Kathlen Heloise Pfiffer

Minha saia e blusa amassadas no chão, meu cabelo molhado sobre o travesseiro, seu bafo quente no meu ouvido e seus braços me segurando, me enlaçando sobre seu peito. Silêncio. Silêncio perdido porque tudo que havia que ser dito já foi dito, tudo que havia que ser sentido já foi sentido, tudo que havia que ser esperado foi realizado. Silêncio no ar, mas não. Nossos corpos falam por si, falam entre si, sentem um ao outro. Minhas pernas ainda tremem e tuas costas ainda se sentem arranhadas. E tudo que eu quis estava diante de mim, descansando os olhos (e ao mesmo tempo não me deixando dormir). Você parecia não saber ao certo o que sentir, mas eu tinha todos os sentimentos do mundo em mim. Era só olhar para meus olhos brilhando na escuridão que você iria saber, iria notar, era só ter olhado. Era só ter olhado e ter dito de volta o que meu olhar lhe dizia. Era só ter me abraçado um pouco mais antes de ir embora, era só ter feito com que eu me sentisse um pouco mais que um corpo, um pouco mais que uma tarde de folga. Era só ter dito por que eu vim até você. (e mais reticências)
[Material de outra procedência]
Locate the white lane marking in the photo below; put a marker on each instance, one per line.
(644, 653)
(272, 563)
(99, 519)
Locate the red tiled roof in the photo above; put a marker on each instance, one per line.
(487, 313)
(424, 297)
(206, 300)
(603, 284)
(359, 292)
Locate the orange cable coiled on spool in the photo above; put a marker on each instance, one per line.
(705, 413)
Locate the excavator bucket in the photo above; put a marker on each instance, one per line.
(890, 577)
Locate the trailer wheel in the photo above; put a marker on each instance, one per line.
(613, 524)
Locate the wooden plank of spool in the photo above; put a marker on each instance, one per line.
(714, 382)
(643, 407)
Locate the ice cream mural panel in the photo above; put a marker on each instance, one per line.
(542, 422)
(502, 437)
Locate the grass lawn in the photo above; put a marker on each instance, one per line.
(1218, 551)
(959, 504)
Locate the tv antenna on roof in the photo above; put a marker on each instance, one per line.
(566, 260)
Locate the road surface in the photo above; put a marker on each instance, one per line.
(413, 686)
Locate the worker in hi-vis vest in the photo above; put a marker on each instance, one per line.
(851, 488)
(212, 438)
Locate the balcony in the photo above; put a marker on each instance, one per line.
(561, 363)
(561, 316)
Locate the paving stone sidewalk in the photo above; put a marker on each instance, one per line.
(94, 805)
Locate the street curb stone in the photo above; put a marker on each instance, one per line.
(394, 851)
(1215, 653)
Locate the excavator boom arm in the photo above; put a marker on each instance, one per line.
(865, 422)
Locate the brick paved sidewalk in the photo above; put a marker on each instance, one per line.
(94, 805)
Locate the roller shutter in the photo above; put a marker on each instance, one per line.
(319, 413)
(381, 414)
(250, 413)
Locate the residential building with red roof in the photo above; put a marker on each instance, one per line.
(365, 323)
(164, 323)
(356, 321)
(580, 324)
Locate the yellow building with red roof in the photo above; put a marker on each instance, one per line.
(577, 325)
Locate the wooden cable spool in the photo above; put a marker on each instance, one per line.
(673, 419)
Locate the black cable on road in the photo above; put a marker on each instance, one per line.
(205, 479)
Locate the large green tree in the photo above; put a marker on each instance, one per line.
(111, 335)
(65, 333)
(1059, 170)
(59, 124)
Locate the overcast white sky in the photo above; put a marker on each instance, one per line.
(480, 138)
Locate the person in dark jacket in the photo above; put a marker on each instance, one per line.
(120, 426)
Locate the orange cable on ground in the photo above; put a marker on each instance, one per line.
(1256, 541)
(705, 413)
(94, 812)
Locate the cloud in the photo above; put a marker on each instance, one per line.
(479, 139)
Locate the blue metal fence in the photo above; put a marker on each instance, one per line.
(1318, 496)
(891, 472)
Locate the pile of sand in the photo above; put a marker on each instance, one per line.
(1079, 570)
...reticências que se repetem. Sempre.

E então você me liga, me convidando pra um café, pra uma conversa. Pra dar boas risadas, pra contar o seu dia e dizer como anda mal de saúde. Diz que me ama (no silêncio vazio), desliga. E eu vou até sua casa. Eu atravesso a cidade rumo ao que me mantém mais acordada, mais viva, mais alegre, mais arrumada inclusive. Vou porque sua companhia é prazerosa, porque eu adoro seu jeitinho desleixado de falar (por mais que eu critique), porque sua cama é confortável e seu chuveiro é quentinho. Eu vou por você. Por seus carinhos, suas reclamações de como eu ando desligada, por nossos planos, por seu peito acolhedor. Vou porque eu sei que você não anda se alimentando direito, porque seu sorriso me seduz e seu olhar me paralisa. Eu vou também porque eu te amo (a verdade é que esse é o primeiro motivo na hierarquia). Porque eu insisto em te amar.

kety

Kathlen Heloise Pfiffer

Agora, de verdade verdadeira, eu sei o que é.
Sei o que é sentir aquele aperto no peito, aquele vento que traz um perfume.
Sei o que é olhar repetidamente para uma foto,
esperando que alguém saia de dentro dela e se materialize na minha frente.
Sei o que é dormir com o celular ao lado esperando uma ligação,
e também sei o que é não conseguir dormir,
morrendo de preocupação por saber que ele não está se alimentando direito.
Sei bem o quão demorada pode ser uma semana, ou quão lento pode ser o passar de um ou dois dias.
Sei agora que aquelas cenas de filmes, do mocinho encontrando a mocinha depois de um tempo, é verdadeira sim.
Sei o gosto da ansiedade, aprendi também o gosto amargo da despedida.
Mas que se torna bem doce no próximo encontro.
Agora eu sei o que é a saudade. (mas sei melhor ainda como é bom matar ela).

kety

Kathlen Heloise Pfiffer

é um gostinho assim bem doce, daqueles que lembram o verão, o calor, a brisa do mar.
gostinho da última bolacha do pacote, do ultimo pedaço de pizza. melhor dizendo, do último gole de coca cola (assim é bem mais sincero)
um gostinho apimentado, sonhado, fantasiado. gostinho de domingos de manhã, aqueles domingos de manhã.
gostinho de escurinho, de beijinho na nuca e segredinho ao pé do ouvido.
gostinho de filme na sala, de conversa na varanda, de riso na cozinha,e de.. bom, o resto dos cômodos deixa pra lá.
um gostinho que arrepia o pelo, um gostinho que é 'inho' só na palavra, porque é forte, é arrebatador, é viciante.
mas quem diria, é leve.
é um gostinho de quero mais -você
(pra ele)
kety

Kathlen Heloise Pfiffer

Eu olho para trás e você ainda é aquele ali, parado na esquina, sorrindo meio desengonçado, esperando que eu abra o portão. Esperando que eu te abrace e depois te beije, e que te diga que sua camisa não combina com sua calça. Eu olho para trás e você ainda é o meninão que ri das minhas piadas, que passa a tarde inteira jogando cartas com minha avó enquanto eu faço as unhas, que sabe que odeio que mexam no meu pé (e que sempre o faz para me ver ficar brava). Eu olho para trás e você ainda é o homem que me faz mais mulher, que me arrepia o pêlo, que balbucia meu nome com fervor, que me segura pela cintura e aperta forte meu corpo contra o seu. Eu olho para trás e você ainda é o amigo que me ouve, o único que me conhece por inteiro, de alma, que conhece cada centímetro de mim. Conhece todas minhas manias, todos os meus sorrisos, todos os meus olhares. Eu olho para trás e você ainda é o confidente que sabe meus segredos, meus medos, meus crimes, meus sonhos.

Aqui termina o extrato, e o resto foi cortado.